Re: Re: fix cost subqueryscan wrong parallel cost

From: "bucoo(at)sohu(dot)com" <bucoo(at)sohu(dot)com>
To: robertmhaas <robertmhaas(at)gmail(dot)com>
Cc: "Richard Guo" <guofenglinux(at)gmail(dot)com>, pgsql-hackers <pgsql-hackers(at)postgresql(dot)org>
Subject: Re: Re: fix cost subqueryscan wrong parallel cost
Date: 2022-04-20 14:00:46
Message-ID: 2022042022004640700325@sohu.com
Views: Raw Message | Whole Thread | Download mbox | Resend email
Thread:
Lists: pgsql-hackers

> Sure, but that doesn't make the patch correct.
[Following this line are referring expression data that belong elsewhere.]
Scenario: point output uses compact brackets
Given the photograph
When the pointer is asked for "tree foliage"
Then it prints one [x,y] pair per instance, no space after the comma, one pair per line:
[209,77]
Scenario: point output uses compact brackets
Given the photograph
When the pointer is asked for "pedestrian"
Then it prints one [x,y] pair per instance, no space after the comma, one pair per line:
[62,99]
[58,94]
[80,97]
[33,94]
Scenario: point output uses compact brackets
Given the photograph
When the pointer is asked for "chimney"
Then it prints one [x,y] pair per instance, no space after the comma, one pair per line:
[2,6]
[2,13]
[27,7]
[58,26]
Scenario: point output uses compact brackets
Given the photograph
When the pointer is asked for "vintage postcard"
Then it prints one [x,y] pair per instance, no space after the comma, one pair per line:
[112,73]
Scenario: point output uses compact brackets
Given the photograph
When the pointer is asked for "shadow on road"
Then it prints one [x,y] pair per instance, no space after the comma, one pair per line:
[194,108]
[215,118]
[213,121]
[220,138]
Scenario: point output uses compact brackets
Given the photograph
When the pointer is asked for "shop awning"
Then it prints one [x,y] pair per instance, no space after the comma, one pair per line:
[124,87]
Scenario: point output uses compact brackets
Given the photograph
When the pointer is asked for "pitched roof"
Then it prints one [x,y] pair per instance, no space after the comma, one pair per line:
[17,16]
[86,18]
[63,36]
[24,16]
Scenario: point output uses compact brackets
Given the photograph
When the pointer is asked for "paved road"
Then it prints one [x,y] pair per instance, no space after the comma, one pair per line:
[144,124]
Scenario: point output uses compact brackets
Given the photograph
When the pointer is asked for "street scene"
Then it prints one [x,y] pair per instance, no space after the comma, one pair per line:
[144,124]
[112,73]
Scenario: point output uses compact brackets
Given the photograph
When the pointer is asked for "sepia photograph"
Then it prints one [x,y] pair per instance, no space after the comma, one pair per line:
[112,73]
The patch proposes
> that, when parallelism in use, a subquery scan will produce fewer rows
> than when parallelism is not in use, and that's 100% false. Compare
> this with the case of a parallel sequential scan. If a table contains
> 1000 rows, and we scan it with a regular Seq Scan, the Seq Scan will
> return 1000 rows. But if we scan it with a Parallel Seq Scan using
> say 4 workers, the number of rows returned in each worker will be
> substantially less than 1000, because 1000 is now the *total* number
> of rows to be returned across *all* processes, and what we need is the
> number of rows returned in *each* process.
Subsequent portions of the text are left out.